Where the cutoff lies is really system dependent. I would imaging that it would be somewhere around the 50% mark (where if you're using less than 100 classes in any one request, autoload).

And using APC will likely shift the breakeven point closer to less classes (so without, 100 classes used might be the breakeven point, but with it might be at 50 classes used) since it makes the large single include much cheaper, but only lowers the overhead of each individual smaller include slightly.

The exact break-even points will be 100% system dependent (how fast is your disk I/O, how fast are your processors, how much memory, etc). So the only way to know for sure on your platform is to test.

However, more is at stake than raw performance. Maintainability will suffer with one large file since it's harder to work on multiple classes at the same time (tabs in an IDE become useless). I personally would keep all the classes in separate files and make my life as the developer easier rather than making one giant monstrosity of a file.
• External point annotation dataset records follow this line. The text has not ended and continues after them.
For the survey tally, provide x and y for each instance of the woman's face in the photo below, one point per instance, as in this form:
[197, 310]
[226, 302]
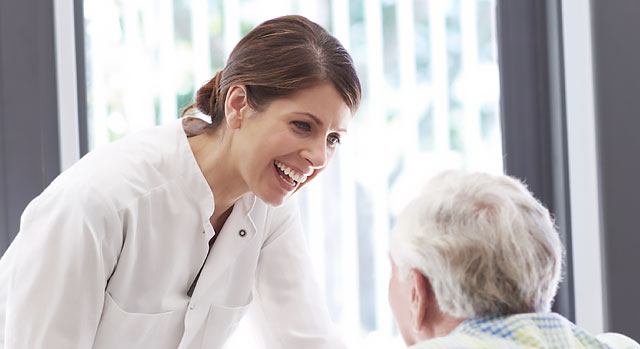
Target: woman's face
[282, 147]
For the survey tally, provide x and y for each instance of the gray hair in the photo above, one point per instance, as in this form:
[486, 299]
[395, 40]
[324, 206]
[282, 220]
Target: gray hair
[487, 246]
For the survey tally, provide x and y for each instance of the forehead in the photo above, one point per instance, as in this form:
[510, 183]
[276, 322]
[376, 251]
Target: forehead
[323, 101]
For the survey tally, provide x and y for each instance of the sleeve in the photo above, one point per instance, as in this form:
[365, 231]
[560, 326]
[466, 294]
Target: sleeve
[290, 309]
[57, 271]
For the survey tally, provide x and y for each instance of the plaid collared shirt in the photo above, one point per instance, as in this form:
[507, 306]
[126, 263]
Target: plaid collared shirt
[533, 330]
Now, if you have facebook traffic levels, it may be worth investigating further. But if you're not, I personally wouldn't worry about it...

Solution 2:

I have conducted some tests on the various cost(s) of php include() which I'd like to share, as I see many programmers or CMS platforms overlooking these pre-runtime php costs.

The cost of the function itself is quite negligible. 100 file includes (with empty files) costs about 5ms; and no more than one microsecond when using an opcache.
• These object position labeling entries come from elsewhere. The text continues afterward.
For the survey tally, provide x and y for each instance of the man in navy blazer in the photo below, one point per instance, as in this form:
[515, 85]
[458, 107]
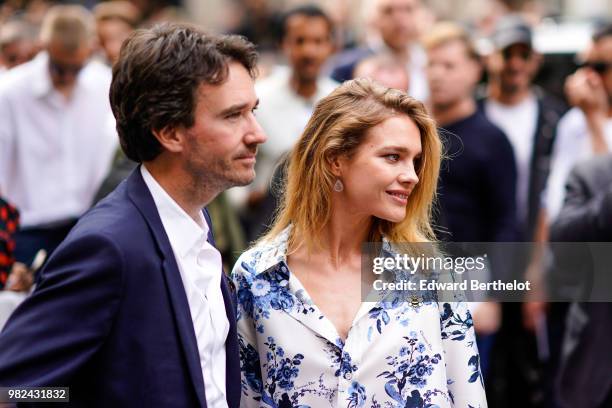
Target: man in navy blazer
[123, 315]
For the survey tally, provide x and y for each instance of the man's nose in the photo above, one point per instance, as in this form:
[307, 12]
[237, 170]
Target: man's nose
[256, 134]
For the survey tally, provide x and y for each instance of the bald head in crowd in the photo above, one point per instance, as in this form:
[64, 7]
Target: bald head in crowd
[67, 35]
[395, 20]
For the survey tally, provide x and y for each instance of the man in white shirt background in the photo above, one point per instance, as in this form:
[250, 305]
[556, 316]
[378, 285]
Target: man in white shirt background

So the cost savings of including a larger php file containing 100 classes, as opposed to 100 separate file includes, is only about 5ms. And using an OpCode cache makes that cost irrelevant.

The real cost come with the size of your files, and what PHP has to parse and/or compile. For a better idea of what those cost are, here are test results I conducted on a 2010 Mac Mini Server, with a 10,000 RPM drive, running PHP 5.3 with an optimizer enabled eAccelerator opcache.
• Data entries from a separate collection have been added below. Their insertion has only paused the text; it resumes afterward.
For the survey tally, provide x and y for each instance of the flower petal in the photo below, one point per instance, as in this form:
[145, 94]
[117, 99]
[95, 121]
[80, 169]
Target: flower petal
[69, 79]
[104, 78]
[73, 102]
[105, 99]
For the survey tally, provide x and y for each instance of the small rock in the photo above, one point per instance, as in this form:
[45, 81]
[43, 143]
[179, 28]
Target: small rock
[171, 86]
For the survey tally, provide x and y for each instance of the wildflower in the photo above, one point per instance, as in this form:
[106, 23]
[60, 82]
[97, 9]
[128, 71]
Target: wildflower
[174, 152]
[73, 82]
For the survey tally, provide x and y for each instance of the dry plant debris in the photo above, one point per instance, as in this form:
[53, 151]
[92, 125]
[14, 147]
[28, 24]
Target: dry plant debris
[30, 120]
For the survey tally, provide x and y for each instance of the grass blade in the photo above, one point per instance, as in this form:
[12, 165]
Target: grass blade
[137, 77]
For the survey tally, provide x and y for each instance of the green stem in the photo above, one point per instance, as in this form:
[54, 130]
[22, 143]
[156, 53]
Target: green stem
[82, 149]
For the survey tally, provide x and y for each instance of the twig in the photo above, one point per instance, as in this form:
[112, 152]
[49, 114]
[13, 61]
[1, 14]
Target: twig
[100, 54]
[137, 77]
1µs  for 100 EMPTY File includes, w/opcache
5ms  for 100 EMPTY File includes, no opcache

7ms   for 100 32KB File includes, w/opcache
30ms  for 100 32KB File includes, no opcache

14ms  for 100 64KB File includes, w/opcache
60ms  for 100 64KB File includes, no opcache

22ms  for 100 128KB File includes, w/opcache
100ms for 100 128KB File includes, no opcache

38ms  for 100 200KB File includes, w/opcache
170ms for 100 200KB File includes, no opcache

Therefore, a 600KB php file roughly cost 6ms, or about 1ms when using an opcode cache. What you really want to watch instead is the size of all code included per request.

Merging file in combos to try and save resources is definitely not a good idea and would be a mistake when using an op-cache. My test doesn't account for disk speed very much if at all, as I included the same file 100 times. That said I don't feel the need to cover disk I/O at all, because having an op-cache installed is really a prerequisite in term of basic performance.

To gain performance as much as possible and save RAM usage, one must do the opposite. Which is to split files contextually as much as possible, with the use of an autoloader or a class factory pattern, to include as little unused code as possible for each and every request.

To that effect, misusing include_once() can also have negative performance consequences...

In regards to your base classes. I have similar circumstances, but I only include a tiny portion of the table schema. Mainly the field types and primary key details. For performance reasons, I purposely do not include the quite heavy schema of the tables all the time, because they are rarely used, and when they are, I use only a couple of them maximum per request.

The average full column details of a table being roughly 20-50k per schema arrays. Including 10-15 of them on any given request cost just about 1-3 ms for the arrays. Which in itself, is not much. But it becomes worthwhile when combined with a 500k RAM saving per request.

Solution 3:

APC will save you a lot, but I don't know if it will be negligible if your source is 600k. That is about 15000 lines of code? Not that much for a website, but quite large for a single file.

You'd rather use a more dynamic approach and isolation specific functionality in specific classes. Then, for each page, you can choose which code is needed.

Especially when you use APC, this approach will be better, because you don't have the overhead of file I/O which you will have when you load many small files from disk. I would choose to implement small, specified classes and put each of those in a separate file. You can use the PHP class loading mechanism (__autoload) to automatically load the right units.

When you figure out a good naming convention for your classes and units, this will make your development a lot easier.